Придя к такому выводу, я тут же решил поделиться своими мыслями с Лялей.
— Ты спишь? — тихонько спросил я, уловив паузу между двумя раскатами грома.
— Дремлю…
— Знаешь, что я придумал?
— Можно о твоей придумке попозже?
— Почему позже? Придумка моя простая: сегодня же объявим ребятам, что мы поженились, а в субботу закатим комсомольскую свадьбу.
— Боря, ты можешь помолчать?
— Почему я должен молчать?
— Потому что я не могу выйти за тебя замуж…
От этих ее слов я настолько оторопел, что действительно на некоторое время умолк. Потом с шумом выпустил воздух из легких.
«Опять розыгрыш? Что за вредная девчонка!»
— Но ты уже вышла за меня замуж.
— Ты так считаешь?
— Конечно. А ты — разве нет?
— А я — нет… Просто нам сегодня было очень хорошо, и пожалуйста, не порть лучший день в моей жизни.
— Ну у тебя и шуточки…
— Я не шучу… Предположим, мы обзавелись семьей, на что будем жить и где?
— Ну… У нас уже есть пещера, вигвам, — начал было я, но Лялька меня перебила.

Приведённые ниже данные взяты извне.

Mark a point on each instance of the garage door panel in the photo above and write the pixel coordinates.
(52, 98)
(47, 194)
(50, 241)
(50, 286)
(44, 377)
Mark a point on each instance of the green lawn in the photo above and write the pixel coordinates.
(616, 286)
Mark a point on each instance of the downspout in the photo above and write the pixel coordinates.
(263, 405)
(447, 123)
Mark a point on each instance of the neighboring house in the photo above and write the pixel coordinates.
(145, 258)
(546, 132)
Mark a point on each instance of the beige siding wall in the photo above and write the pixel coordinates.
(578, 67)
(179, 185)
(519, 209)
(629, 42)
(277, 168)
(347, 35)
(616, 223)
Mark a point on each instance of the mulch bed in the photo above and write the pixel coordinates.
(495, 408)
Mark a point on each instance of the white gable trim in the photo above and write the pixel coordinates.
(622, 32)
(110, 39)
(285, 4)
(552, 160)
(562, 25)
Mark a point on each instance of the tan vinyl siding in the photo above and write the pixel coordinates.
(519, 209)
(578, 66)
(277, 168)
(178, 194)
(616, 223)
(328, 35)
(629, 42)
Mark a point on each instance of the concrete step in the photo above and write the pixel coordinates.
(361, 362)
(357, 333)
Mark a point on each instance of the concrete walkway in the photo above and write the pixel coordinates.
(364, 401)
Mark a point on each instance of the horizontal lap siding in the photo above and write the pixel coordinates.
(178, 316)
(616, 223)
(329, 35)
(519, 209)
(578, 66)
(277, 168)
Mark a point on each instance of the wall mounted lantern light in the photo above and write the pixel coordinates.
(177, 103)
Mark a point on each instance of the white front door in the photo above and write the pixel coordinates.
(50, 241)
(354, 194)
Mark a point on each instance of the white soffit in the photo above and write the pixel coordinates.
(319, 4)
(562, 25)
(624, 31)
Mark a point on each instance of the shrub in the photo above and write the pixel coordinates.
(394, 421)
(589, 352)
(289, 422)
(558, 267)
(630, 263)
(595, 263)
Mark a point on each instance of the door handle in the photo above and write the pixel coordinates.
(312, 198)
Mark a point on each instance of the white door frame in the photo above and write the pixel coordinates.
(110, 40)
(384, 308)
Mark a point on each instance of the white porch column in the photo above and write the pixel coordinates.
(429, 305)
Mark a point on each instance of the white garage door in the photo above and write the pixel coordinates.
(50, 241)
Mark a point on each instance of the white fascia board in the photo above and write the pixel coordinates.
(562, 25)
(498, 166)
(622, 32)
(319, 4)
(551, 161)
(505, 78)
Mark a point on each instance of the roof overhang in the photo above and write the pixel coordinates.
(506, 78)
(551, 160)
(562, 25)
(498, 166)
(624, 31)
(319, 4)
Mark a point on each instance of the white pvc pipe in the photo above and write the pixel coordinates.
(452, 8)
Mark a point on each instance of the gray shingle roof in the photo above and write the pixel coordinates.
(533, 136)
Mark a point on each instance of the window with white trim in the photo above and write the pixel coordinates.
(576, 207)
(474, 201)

— Вот видишь, по-серьезному тебе и сказать-то нечего. А к этой пещере нужна квартира в городе, муж профессор, автомобиль, на книжке десять тысяч…
— Можно и поскромнее себя вести, — парировал я. — К тому же ты богатая невеста: дом в Костанове, икона стоимостью в пять тысяч, а может быть, и в десять…
— Значит, и тебя мое приданое интересует?
— Почему это «и тебя»? Кого ты еще имеешь в виду?
— Отстань и не задирайся попусту.
— Все-таки я хотел бы знать.
— Хотел бы или не хотел, это дело твое, но замуж за тебя, Боренька, выйти я не могу. И прошу тебя больше не говорить об этом.
В голосе ее послышалась такая горечь, что я невольно прижал Лялю к себе, и она еще крепче обняла меня. «Да что же это такое? Замуж за меня не пойдет, а сама как будто ищет у меня защиты?»
— Ну ладно, ладно, — постарался я ее утешить и, немного помолчав, стал дальше развивать свои мысли:
— Сразу, как поженимся, пойдешь учиться. А я — работать. Буду хоть ночами уголь грузить — за ночные смены платят хорошо, только бы ты училась… Пять лет пройдут быстро.
— Уж куда как быстро, — сонным голосом подала реплику Лялька. — За эти пять лет я стану бабушкой.
— А я — дедушкой! Ну и что? Нашему малышу будет уже четыре! А это уже человек!.. А закончишь институт, получишь диплом, там и я на какой-нибудь вечерний подамся. Так и выцарапаемся. Хоть и со средним останусь, не прогонишь же ты меня. А работа всегда найдется!..
— Я тебе уже сказала, пойдешь в Академию художеств. И пожалуйста, не зли меня. Надо быть круглым дураком, чтобы с таким талантом «уголь грузить».
— Ладно, договорились, — поспешно согласился я. — Считай, что я уже академик. Дома у нас на всех стенах будут висеть только твои портреты и — нашего малыша.
— Ты можешь пока помечтать про себя? Все равно не слышно ничего: вон как гроза грохочет, — по-прежнему сонно сказала Лялька.
Действительно, за пределами нашего убежища стихия разбушевалась вовсю. Лило и плескало так, как будто мы укрылись не под стогом сена, а под Ниагарским водопадом, с тою только разницей, что у нас здесь было сухо, а под Ниагарой наверняка мокро… Правда, в нашем вестибюле, то есть в вигваме, вовсю журчали ручейки, и нам приходилось подбирать ноги от подступавшей со стороны входа в пещеру сырости. Но в самой норе, прекрасно пахнувшей озоном и свежим сеном, было удивительно хорошо…
Нет, что ни говорите, мне ужасно нравилось быть женатым! Просто замечательным получился самый первый день нашей с Лялей семейной жизни!